Creating User Directories

Next, you need to tell your pam modules how to create a user directory for a user who doesn't have an account on the local machine. In this case I only want directories to be created when someone logs in using the graphical interface. I'm using Gnome, so the file I need to modify is /etc/pam.d/gdm (note: you must be root to do this). I need to add the first session line to call pam_mkhomedir.so with the appropriate arguments:

#%PAM-1.0

auth required pam_unix2.so nullok #set_secrpc

account required pam_unix2.so

password required pam_unix2.so #strict=false

session required pam_mkhomedir.so skel=/etc/skel umask=022

session required pam_unix2.so debug # trace or none

session required pam_devperm.so

session required pam_resmgr.so

This tells pam_mkhomedir.so to look at /etc/skel for model user directory files and to use a umask of 022 (no write permission for group or others) when creating the directory.

Once this is done and I restart my X server, any user who can authenticate to the workstation will have a user directory created for them on the fly when they log in through the graphical login screen.

Removing User Directories

So now students can walk up to the NLD box, log in and use whatever programs are there, just as they can on our Windows machines running Zen for Desktops with a Dynamic Local User. But when they log out of the NLD box, their user directories will remain. We really need the other part of DLU: we need to wipe out the user directory and other files owned by our transient users once they log off.
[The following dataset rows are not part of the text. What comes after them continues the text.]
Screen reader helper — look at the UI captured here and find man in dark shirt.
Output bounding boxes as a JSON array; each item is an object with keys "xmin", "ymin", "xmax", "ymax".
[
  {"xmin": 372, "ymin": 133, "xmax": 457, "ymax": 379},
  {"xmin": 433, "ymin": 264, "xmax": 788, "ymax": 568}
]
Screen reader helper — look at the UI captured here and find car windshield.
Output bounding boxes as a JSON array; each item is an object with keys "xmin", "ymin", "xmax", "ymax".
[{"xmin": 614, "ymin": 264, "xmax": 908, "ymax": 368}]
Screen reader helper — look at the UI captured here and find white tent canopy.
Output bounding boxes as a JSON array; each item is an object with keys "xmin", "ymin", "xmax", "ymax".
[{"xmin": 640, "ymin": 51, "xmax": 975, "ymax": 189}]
I don't want every user's directory to be wiped out (it would be most inconvenient, for example, if root's user directory were deleted), so I need a mechanism to limit which users' files are automatically deleted. I decided to make this determination based on the uid number of the user. We assign uid numbers to real people beginning with 500, so anyone with a uid greater than 499 will be considered a dynamic user. The service accounts on the box all have uids smaller than 500 (except for “nobody” who shouldn't be logging in anyway), so they are all safe.
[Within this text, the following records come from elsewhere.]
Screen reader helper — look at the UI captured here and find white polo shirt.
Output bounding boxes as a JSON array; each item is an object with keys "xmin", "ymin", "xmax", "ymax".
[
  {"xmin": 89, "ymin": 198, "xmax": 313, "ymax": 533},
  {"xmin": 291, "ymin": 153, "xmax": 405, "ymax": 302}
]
We also need to consider that user files are created elsewhere on the file system. We need to delete those, too. To find out where these temporary files are located log in as a regular user (joeblow), then open a terminal, su to root and run the command

find / -user joeblow | more

Most files are located in /tmp, /var/tmp, and /proc. The files in /proc contain information on running processes and will get deleted when the processes end, so you don't need to worry about them. Since traversing the entire file system as we did above can take a while, I wrote my script to search only in those subdirectories where I found most of the files:

find /tmp /var/tmp -user joeblow

So here is my modified /etc/opt/gnome/gdm/PostSession/Default (again, you must be root to modify this file) with my additions highlighted (lines 2-6):

#!/bin/sh

max_uid=499

if [ `id -u $USER` -gt $max_uid ]

then

rm -rf $HOME `find /tmp /var/tmp -user $USER`

fi

exec /etc/X11/xdm/Xreset

exit 0

I set the largest uid number for non-dynamic users (man_uid) and compare it to the uid number of $USER (id -u $USER). If the uid number is is greater than my maximum, the user's home directory ($HOME) and any files in /tmp and /var/tmp owned by the user (find /tmp /var/tmp -user $USER) are deleted. Finally /etc/X11/xdm/Xreset is exec'ed.
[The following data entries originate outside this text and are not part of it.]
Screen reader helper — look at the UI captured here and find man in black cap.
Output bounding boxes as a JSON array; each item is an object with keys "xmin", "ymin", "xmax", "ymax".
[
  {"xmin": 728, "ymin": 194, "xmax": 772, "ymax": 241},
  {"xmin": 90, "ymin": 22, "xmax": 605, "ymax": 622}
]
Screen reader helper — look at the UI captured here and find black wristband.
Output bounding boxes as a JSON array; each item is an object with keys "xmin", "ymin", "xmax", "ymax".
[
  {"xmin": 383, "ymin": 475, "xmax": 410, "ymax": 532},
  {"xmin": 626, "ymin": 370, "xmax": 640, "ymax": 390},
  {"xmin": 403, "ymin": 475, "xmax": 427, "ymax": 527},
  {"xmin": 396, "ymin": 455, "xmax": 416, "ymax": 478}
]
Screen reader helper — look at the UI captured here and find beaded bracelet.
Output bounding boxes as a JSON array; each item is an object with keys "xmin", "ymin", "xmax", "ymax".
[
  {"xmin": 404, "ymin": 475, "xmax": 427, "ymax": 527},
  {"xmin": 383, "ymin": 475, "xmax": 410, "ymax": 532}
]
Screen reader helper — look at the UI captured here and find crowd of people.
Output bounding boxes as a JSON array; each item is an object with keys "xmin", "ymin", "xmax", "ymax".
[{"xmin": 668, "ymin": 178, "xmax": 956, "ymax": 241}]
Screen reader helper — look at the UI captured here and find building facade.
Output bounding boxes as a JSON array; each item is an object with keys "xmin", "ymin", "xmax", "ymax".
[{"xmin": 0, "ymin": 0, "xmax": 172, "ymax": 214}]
Be sure to add the commands before the “exec /etc/X11/xdm/Xreset” line: “exec” replaces the current process (/etc/opt/gnome/gdm/PostSession/Default) with it's argument ( /etc/X11/xdm/Xreset )so nothing we add after it will be executed. If you leave out the the “exec” then the Xreset command will simply be executed within the current shell, in which case any subsequent commands would also be executed.

Conclusion

So that is my quick and somewhat dirty solution to our problem. Clearly, it doesn't have a whole lot in the way of checks, so be sure to test it in a non-production environment. And don't ever use this in conjunction with auto-logout. That would just be rude.